Fix handling of empty matches in iterators in UTF mode #36

bemoody · 2023-11-08T03:55:58Z

The find_iter and captures_iter functions iterate over the distinct, non-overlapping matches within the subject string.

Normally, this means the iterator will start searching at the end position of the previous match. However, if the previous match was zero-width, we want to advance by an additional character so we don't return the same match again.

In byte mode, this just means incrementing the position by 1. In "UTF" mode, however, we need to advance to the next UTF-8 character boundary.

Note that to determine whether the regex is in UTF mode, we can't simply check the utf flag of its config, because UTF mode can also be turned on by including (*UTF) in the pattern itself. So we need to invoke pcre2_pattern_info_8 to check which mode is actually used.

(I also considered that, instead of adding a utf field to Regex, the Regex::build function could modify the saved config. It's possible that might work but it seems fragile.)

Following an empty match, the iterator (Matches or CaptureMatches) advances the last_end position so as not to return the same match twice. However, if the regex uses UTF mode, the position passed to find_at_with_match_data or captures_read_at is required to be a UTF-8 character boundary, so last_end must be advanced by a whole UTF-8 character, not just one byte. Determining whether or not the regex is using UTF mode requires PCRE2_INFO_ALLOPTIONS (checking the config is not enough.)

These tests will fail if the iterator does not correctly advance the end position (by either a byte or a whole character, as appropriate) following an empty match.

BurntSushi · 2025-09-21T13:42:14Z

This PR unfortunately doesn't seem quite correct. In particular, it doesn't take PCRE2_MATCH_INVALID_UTF into account. I'd expect some tests for inputs containing invalid UTF-8.

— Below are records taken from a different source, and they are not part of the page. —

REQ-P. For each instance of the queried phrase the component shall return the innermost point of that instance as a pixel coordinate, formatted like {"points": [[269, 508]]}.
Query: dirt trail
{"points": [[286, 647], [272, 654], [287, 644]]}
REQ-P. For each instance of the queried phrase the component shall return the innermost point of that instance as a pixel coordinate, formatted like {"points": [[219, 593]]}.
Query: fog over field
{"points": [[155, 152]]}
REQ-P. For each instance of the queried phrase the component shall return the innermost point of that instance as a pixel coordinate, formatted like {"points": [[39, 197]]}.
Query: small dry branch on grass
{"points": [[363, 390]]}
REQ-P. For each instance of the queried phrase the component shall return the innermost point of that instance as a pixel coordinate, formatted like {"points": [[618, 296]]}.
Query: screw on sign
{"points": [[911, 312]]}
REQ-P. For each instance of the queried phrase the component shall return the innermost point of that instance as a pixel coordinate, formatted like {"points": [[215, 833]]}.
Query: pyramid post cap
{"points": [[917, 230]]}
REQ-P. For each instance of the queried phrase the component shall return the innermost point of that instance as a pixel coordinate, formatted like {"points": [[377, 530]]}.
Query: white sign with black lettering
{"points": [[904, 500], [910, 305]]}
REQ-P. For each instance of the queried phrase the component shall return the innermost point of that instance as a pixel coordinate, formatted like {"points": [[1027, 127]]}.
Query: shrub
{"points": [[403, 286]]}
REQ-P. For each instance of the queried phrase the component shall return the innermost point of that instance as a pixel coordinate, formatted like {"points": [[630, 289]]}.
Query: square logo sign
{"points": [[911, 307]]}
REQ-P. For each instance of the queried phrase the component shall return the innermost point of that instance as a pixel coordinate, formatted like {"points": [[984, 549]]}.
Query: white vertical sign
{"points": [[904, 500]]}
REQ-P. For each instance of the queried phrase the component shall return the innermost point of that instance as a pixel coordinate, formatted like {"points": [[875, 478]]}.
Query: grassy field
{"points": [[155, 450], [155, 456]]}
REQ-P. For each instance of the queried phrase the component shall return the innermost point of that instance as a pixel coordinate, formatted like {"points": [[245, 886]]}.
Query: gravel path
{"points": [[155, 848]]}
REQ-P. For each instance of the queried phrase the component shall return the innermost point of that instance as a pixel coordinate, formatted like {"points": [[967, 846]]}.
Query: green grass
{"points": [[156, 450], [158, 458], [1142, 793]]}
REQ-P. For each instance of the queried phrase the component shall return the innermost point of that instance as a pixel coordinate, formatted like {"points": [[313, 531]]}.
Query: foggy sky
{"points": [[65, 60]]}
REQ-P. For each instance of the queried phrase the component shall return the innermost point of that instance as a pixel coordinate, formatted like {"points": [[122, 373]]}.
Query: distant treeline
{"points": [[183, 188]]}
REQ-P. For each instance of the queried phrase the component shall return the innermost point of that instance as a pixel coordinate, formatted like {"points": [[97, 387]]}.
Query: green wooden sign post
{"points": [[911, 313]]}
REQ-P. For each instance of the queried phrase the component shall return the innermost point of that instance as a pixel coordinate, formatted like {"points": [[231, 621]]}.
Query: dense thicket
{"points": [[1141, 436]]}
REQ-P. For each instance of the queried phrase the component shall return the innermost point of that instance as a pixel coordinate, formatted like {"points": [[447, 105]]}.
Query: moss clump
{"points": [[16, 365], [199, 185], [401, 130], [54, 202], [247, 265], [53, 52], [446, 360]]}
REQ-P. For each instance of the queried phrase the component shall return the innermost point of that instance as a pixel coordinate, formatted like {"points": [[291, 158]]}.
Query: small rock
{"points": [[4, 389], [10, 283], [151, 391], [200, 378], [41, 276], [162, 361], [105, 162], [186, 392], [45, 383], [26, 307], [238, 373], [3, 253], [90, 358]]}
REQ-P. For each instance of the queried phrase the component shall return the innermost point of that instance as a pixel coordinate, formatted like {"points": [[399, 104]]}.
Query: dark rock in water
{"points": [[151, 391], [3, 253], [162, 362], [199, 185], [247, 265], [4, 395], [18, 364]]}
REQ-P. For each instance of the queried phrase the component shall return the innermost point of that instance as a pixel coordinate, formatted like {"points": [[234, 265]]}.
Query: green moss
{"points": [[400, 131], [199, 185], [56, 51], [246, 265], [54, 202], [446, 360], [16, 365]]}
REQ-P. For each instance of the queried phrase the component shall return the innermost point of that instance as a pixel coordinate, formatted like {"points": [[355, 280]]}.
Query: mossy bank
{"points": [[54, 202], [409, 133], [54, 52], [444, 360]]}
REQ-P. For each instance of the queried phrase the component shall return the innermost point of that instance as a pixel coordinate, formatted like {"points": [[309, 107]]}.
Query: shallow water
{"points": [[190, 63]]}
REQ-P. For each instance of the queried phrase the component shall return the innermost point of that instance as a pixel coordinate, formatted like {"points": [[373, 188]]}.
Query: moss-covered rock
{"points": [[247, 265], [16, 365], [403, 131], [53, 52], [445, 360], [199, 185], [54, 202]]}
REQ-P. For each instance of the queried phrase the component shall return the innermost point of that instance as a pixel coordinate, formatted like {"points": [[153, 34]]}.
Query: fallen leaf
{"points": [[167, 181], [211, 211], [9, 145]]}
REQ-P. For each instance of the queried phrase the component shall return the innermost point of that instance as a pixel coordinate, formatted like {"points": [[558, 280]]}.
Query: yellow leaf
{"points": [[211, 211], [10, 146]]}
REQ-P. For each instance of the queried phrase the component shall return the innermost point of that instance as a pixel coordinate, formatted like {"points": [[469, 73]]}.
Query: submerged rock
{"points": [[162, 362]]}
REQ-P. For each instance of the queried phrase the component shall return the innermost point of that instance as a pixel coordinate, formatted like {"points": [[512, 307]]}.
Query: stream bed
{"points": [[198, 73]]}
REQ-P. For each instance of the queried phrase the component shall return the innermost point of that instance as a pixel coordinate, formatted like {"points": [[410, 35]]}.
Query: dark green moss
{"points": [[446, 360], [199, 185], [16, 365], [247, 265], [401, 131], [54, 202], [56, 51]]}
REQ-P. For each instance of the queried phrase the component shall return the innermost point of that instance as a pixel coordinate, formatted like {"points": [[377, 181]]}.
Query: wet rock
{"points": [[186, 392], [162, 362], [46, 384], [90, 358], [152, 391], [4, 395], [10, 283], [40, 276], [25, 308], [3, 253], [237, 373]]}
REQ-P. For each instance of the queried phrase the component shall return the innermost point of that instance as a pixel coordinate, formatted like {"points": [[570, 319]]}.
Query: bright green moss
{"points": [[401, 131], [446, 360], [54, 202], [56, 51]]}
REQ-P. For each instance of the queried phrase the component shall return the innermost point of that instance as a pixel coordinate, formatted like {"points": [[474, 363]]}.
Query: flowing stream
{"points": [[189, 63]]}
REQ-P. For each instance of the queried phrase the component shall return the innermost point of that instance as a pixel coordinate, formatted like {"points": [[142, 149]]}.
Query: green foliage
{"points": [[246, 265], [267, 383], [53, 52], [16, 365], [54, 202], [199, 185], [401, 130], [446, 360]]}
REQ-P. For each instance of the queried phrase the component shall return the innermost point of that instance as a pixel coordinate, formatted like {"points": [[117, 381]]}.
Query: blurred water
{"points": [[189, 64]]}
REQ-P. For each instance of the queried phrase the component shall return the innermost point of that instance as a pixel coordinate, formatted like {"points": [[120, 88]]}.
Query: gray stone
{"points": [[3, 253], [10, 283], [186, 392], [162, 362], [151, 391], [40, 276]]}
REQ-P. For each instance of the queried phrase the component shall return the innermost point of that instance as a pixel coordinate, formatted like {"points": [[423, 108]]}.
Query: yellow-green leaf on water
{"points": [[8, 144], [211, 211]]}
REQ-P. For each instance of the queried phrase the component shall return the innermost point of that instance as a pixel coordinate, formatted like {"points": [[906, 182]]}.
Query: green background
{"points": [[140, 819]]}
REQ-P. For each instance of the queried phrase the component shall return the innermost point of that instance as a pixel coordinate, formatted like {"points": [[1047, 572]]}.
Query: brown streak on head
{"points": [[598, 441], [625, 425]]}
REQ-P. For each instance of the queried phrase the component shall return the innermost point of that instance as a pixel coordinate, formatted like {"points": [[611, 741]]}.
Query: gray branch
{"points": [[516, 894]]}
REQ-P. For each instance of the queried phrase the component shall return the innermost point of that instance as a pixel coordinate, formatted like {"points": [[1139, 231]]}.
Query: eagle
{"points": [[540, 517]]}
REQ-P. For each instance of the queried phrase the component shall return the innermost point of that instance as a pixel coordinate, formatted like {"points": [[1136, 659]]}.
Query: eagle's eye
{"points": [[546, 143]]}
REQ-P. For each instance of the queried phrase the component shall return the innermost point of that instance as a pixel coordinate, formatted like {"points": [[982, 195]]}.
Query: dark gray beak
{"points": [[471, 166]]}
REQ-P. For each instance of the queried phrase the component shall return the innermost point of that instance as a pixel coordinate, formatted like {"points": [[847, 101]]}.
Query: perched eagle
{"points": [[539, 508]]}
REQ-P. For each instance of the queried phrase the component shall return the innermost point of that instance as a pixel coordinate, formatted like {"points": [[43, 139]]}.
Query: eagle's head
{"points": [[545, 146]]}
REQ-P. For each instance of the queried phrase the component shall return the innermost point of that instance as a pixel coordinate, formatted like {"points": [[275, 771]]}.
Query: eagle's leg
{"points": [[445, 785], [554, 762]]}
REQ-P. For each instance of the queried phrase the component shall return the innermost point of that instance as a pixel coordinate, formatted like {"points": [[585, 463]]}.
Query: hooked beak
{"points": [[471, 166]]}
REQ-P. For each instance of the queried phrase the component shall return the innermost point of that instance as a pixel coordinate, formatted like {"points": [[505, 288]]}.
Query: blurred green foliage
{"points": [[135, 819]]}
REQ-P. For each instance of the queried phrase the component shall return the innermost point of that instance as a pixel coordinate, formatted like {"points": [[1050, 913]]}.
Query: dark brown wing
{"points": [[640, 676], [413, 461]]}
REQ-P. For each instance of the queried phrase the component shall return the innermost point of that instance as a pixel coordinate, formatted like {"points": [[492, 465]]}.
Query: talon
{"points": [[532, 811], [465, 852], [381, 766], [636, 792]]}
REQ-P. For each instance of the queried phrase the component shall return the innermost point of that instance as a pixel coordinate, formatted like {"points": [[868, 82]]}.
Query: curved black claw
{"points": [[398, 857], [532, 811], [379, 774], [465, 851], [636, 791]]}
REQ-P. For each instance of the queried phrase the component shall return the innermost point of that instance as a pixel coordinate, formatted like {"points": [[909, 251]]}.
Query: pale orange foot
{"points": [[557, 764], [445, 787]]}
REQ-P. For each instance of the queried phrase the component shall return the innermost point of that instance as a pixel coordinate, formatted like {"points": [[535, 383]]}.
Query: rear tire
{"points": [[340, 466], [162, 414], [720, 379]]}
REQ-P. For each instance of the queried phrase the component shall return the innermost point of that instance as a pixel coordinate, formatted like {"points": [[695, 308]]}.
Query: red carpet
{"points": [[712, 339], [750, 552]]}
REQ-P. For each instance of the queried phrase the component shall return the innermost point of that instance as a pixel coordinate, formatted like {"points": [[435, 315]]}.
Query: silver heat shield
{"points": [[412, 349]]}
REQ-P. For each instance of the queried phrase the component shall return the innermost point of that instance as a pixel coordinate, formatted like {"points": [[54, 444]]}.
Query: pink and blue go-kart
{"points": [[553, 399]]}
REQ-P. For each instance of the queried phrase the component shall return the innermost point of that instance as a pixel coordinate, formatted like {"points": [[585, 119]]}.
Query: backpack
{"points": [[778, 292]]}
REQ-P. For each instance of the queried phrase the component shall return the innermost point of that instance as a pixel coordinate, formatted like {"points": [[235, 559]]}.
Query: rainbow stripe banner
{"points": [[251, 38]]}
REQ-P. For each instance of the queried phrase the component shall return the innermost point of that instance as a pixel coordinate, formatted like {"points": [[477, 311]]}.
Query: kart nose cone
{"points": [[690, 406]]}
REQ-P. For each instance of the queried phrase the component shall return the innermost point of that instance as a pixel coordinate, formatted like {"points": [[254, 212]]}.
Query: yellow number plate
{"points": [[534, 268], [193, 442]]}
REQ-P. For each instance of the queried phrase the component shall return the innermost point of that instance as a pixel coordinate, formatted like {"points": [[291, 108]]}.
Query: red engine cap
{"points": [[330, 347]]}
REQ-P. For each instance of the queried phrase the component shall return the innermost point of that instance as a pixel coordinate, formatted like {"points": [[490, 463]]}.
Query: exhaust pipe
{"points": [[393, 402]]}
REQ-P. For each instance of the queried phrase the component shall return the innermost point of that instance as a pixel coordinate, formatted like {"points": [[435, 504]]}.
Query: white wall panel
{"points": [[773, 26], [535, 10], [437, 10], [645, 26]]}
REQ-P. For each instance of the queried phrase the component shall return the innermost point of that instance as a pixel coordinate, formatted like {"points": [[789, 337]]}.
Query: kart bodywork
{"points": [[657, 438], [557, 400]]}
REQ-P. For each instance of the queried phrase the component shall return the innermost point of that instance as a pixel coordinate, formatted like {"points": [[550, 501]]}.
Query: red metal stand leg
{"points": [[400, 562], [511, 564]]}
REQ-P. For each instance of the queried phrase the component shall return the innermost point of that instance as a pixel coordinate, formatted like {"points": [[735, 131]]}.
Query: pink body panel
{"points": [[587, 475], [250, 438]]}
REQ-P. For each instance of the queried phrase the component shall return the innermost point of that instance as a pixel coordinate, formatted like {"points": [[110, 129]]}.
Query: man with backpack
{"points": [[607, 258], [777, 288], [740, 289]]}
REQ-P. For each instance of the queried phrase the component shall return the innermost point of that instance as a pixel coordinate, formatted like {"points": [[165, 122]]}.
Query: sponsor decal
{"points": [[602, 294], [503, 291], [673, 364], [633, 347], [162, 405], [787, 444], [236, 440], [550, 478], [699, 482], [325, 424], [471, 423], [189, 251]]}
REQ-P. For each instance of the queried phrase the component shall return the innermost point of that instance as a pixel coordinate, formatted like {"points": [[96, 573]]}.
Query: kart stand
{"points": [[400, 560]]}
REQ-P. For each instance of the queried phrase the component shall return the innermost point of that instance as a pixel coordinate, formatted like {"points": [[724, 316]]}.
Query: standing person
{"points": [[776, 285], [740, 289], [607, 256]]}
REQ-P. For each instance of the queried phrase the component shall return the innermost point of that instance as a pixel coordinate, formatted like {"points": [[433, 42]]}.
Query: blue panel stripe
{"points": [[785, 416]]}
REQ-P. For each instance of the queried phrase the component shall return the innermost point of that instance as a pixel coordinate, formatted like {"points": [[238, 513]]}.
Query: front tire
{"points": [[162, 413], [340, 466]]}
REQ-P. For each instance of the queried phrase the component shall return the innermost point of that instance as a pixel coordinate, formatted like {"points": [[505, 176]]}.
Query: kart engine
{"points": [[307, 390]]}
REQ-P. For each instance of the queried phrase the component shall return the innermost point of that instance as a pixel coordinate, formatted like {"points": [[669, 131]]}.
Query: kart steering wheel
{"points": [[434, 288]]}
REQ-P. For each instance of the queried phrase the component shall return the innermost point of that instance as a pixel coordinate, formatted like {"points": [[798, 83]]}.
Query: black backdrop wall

bemoody · 2025-09-21T19:27:37Z

Thanks for looking at this! It's been quite a while since I thought about this, so I may be missing some of the details.

I'm not sure what you mean about PCRE2_MATCH_INVALID_UTF. But, from a quick skim of the documentation, I think that:

The existing behavior of pcre2 is unsound (when JIT is used together with UTF mode and not UCP mode.)
This pull request would incidentally fix undefined behavior in some circumstances, but by no means all.

From what I can recall, I wasn't trying to fix undefined behavior with this pull request. Nor was I trying to fix anything related to invalid UTF-8 (rather, I was trying to fix the handling of valid UTF-8 with valid UTF-8 patterns.)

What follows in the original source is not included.